Examples of generated molecules similar to approved drugs. The generated molecules similar to approved drugs, a baricitinib and b brexpiprazole, are shown with their similarity and QED values. The molecules were generated using the Rpatent reward function. Patented compounds are marked with an asterisk

Conclusion

A generative AI that constructs molecules by considering their patentability was developed. To consider patentability, two reward functions, Rpatent and Rnot-patent, were defined utilizing a method to determine if the generated molecules are compounds in drug-related patents.
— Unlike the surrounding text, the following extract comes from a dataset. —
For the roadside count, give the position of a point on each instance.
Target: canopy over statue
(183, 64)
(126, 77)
The compounds in drug-related patents were extracted from open data and stored in the drug-patent DB, which were also used as the training data of the generative AI (ChemTS). ChemTS, with a drug-related patent RNN and Rpatent reward function, enables molecule generation with the consideration of patentability. Results showed that compounds structurally similar to the approved drugs could be generated without being included in the drug-patent DB. By changing the drug-patent DB used in this study to a database of patented compounds in specific fields, such as agriculture and organic materials, one can use the model for molecular generation in other fields. However, this study only considered the presence of the compounds in the drug-patent DB and not if they are patentable in the true sense of the word. Despite these limitations, the patent-aware molecular generation method developed in this study, in combination with activity and ADMET predictions, is expected to improve drug discovery capabilities through multi-objective optimizations that account for patentability.